Quand la langue maternelle d’un individu n’est pas le français, il peut parfois être difficile, dans une région éloignée comme la nôtre, de s’intégrer à la communauté ou d’obtenir un service adapté à sa façon de communiquer. L’organisme ECO-02, basé à Jonquière, se donne pour mission d’unir les anglophones de la région, de les soutenir et de servir de phare au sein de la communauté.

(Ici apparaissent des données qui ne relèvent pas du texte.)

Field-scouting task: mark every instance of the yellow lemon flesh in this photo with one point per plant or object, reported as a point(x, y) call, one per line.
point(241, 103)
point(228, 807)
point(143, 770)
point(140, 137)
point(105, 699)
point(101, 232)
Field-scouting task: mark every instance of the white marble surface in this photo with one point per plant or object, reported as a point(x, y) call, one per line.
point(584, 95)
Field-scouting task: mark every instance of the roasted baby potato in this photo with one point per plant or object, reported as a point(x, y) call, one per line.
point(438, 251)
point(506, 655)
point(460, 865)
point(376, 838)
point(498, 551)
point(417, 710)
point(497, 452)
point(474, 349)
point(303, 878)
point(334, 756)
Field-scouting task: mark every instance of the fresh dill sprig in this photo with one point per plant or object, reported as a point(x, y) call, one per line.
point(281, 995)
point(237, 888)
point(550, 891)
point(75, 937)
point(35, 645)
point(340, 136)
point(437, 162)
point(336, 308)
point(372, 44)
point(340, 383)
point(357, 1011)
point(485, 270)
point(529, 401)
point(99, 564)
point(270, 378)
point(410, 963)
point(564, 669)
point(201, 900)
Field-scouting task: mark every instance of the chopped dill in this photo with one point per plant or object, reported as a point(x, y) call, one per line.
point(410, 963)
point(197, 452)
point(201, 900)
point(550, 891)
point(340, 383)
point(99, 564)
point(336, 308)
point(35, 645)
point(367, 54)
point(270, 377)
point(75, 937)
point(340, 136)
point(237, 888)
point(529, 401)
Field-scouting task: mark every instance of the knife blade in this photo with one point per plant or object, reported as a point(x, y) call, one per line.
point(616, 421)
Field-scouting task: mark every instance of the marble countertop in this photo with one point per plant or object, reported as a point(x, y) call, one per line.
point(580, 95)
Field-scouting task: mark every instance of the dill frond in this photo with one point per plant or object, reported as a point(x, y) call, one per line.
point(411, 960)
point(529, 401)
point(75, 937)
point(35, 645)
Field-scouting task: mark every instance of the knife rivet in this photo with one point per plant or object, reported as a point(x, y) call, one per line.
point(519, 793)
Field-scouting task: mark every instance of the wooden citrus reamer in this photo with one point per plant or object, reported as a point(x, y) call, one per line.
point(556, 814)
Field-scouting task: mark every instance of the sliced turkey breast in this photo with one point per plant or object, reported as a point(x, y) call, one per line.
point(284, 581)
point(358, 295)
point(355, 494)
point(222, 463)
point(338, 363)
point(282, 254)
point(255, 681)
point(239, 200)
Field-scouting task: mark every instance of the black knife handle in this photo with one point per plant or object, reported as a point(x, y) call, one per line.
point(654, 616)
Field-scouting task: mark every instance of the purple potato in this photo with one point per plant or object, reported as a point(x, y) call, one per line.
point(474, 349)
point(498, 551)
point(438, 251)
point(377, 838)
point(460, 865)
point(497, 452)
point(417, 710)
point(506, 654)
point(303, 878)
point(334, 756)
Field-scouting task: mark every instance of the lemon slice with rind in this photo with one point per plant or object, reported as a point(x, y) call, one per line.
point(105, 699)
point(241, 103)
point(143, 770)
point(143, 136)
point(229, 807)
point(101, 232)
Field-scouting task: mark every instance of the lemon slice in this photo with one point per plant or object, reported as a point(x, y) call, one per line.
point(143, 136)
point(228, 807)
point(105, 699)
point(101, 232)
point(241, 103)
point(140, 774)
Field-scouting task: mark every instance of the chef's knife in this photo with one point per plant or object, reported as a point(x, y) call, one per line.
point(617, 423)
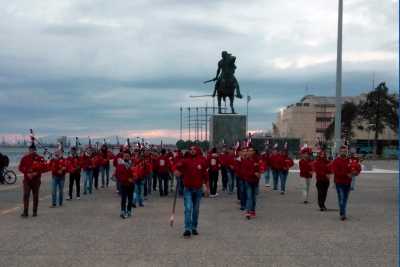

Au Saguenay–Lac-Saint-Jean, la population d’expression anglaise représente 0,8 % de la population totale, soit 2 145 personnes sur 286 768, ce qui en fait la deuxième plus petite population anglophone du Québec.
Depuis 2019, l’organisme communautaire anglophone du Saguenay–Lac-Saint-Jean (English Community Organization), ECO-02, travaille pour aider la communauté à devenir plus autonome et à développer un plus grand sentiment d’appartenance dans la région.
« On voit que notre travail est nécessaire, expose la directrice générale d’ECO-02, Brittney Chabot. On reçoit beaucoup d’appels de gens qui sont nouveaux en région et qui sont désemparés. Il nous arrive régulièrement de faire certains appels pour eux, de les accompagner lors d’une première rencontre chez le médecin, d’inscrire leurs enfants à l’école, etc. »
Pour rejoindre le plus grand nombre, des séances informatives sont aussi organisées dans les locaux de l’organisme afin de présenter les services existants, leur disponibilité en anglais et la façon d’y accéder.
Activités
Leur action passe également par la tenue d’activités communautaires qui permettent aux personnes d’expression anglaise de socialiser entre elles et de s’ouvrir à la population francophone de la région.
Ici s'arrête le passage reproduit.